Thursday, June 10, 2010

You Can't Make This Stuff Up

(You Can't Make This Stuff Up is a series of articles detailing the "human" side of my legal experience.  These will be stories that have a strong personal element, be it funny, touching, or just plain bizarre.  You can read more of them by using the label "YCMTSU")

For the law journal write on, the lead case dealt primarily with Fourth Amendment issues, including the police's ability to obtain a DNA sample from anyone taken into police custody.  It was a Maryland case, and the UB write on rules state that you can cite to any case that the lead case cites.
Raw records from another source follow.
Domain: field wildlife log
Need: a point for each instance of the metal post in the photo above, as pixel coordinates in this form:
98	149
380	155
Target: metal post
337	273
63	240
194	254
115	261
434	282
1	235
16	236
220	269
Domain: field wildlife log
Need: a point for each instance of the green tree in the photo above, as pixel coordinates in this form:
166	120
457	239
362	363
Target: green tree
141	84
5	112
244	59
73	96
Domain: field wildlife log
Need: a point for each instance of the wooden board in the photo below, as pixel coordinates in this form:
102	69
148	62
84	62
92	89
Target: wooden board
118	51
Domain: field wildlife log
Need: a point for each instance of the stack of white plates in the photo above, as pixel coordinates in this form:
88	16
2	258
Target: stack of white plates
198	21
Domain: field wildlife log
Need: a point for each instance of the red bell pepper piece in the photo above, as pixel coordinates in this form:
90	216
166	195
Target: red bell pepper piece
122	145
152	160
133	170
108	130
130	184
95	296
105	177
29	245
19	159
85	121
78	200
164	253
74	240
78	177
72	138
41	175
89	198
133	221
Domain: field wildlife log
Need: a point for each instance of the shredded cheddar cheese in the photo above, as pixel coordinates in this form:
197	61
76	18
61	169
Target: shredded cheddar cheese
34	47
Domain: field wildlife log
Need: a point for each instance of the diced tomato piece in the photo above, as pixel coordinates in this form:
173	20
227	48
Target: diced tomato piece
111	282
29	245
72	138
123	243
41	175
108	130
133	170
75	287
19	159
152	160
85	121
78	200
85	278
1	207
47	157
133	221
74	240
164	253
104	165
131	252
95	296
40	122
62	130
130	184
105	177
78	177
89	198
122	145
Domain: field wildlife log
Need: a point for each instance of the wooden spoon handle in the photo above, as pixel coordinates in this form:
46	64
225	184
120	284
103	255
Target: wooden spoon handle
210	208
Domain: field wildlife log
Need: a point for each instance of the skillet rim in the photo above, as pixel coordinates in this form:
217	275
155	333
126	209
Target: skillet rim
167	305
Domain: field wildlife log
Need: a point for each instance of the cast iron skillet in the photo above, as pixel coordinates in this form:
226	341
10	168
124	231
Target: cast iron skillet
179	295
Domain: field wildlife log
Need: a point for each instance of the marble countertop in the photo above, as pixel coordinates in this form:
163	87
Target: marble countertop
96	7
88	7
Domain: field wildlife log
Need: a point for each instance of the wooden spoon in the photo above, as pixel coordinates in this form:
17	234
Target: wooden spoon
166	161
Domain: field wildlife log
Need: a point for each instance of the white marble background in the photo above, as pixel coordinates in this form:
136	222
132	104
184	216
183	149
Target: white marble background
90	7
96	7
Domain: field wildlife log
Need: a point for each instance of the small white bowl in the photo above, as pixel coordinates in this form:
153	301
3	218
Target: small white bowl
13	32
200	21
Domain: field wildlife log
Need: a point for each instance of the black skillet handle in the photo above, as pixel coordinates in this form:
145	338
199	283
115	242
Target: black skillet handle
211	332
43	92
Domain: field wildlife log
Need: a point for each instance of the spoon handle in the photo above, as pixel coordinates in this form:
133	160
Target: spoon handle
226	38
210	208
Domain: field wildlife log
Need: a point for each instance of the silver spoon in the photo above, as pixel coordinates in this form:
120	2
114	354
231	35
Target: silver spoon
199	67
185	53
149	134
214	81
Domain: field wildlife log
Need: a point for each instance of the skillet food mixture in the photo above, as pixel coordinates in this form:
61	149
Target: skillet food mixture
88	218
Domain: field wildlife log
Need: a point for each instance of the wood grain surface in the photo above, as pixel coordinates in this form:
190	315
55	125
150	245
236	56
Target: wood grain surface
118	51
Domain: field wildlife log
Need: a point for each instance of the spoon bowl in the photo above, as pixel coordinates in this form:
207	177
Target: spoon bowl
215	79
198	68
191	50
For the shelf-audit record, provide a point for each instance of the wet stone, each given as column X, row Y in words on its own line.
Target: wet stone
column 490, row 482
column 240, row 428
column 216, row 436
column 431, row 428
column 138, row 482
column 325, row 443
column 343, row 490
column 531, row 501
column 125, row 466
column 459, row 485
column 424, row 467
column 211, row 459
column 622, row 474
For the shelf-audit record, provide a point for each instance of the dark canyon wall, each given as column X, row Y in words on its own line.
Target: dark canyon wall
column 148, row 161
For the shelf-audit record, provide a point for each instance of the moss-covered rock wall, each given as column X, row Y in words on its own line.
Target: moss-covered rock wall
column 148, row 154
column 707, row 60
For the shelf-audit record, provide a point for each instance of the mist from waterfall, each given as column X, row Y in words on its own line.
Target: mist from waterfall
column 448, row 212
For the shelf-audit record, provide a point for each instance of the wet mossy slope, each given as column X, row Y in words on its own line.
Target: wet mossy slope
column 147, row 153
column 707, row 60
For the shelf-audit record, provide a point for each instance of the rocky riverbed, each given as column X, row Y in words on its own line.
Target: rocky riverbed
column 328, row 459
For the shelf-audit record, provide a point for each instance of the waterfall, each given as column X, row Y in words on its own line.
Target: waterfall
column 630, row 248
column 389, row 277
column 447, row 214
One of the cases cited by the lead case involved the seizure of illegal drugs during an arrest.  The police indicated that an informant had told them the suspect kept the drugs "between his cheeks," clearly indicating his backside.  The police followed the suspect and the informant to an abandoned car wash, where an illegal transaction occurred.  While effectuating the arrest, an officer seized evidence from, well, "between the suspect's cheeks." Later, the suspect argued that these were "not in plain sight" and therefore, required a warrant.

While I am not fully versed in the relative merits of this argument, the discussion never got very deep.  On direct examination, the lead detective in the case testified that the baggie the drugs were contained in was visible to the naked eye due to the suspect wearing his pants very low. This alone is comedy gold, now you know why your mother always tells you to pick up your pants!  Not only is it classy dressing, but it also can protect you from warrant-less search and seizure.



The key laugh out loud moment, however, came in the last paragraph of the opinion, in which the judge noted, "Perhaps if he didn't want these private areas of his body subjected to police search, he shouldn't have displayed them to the general public."

And that, my friends, is valid Maryland case law.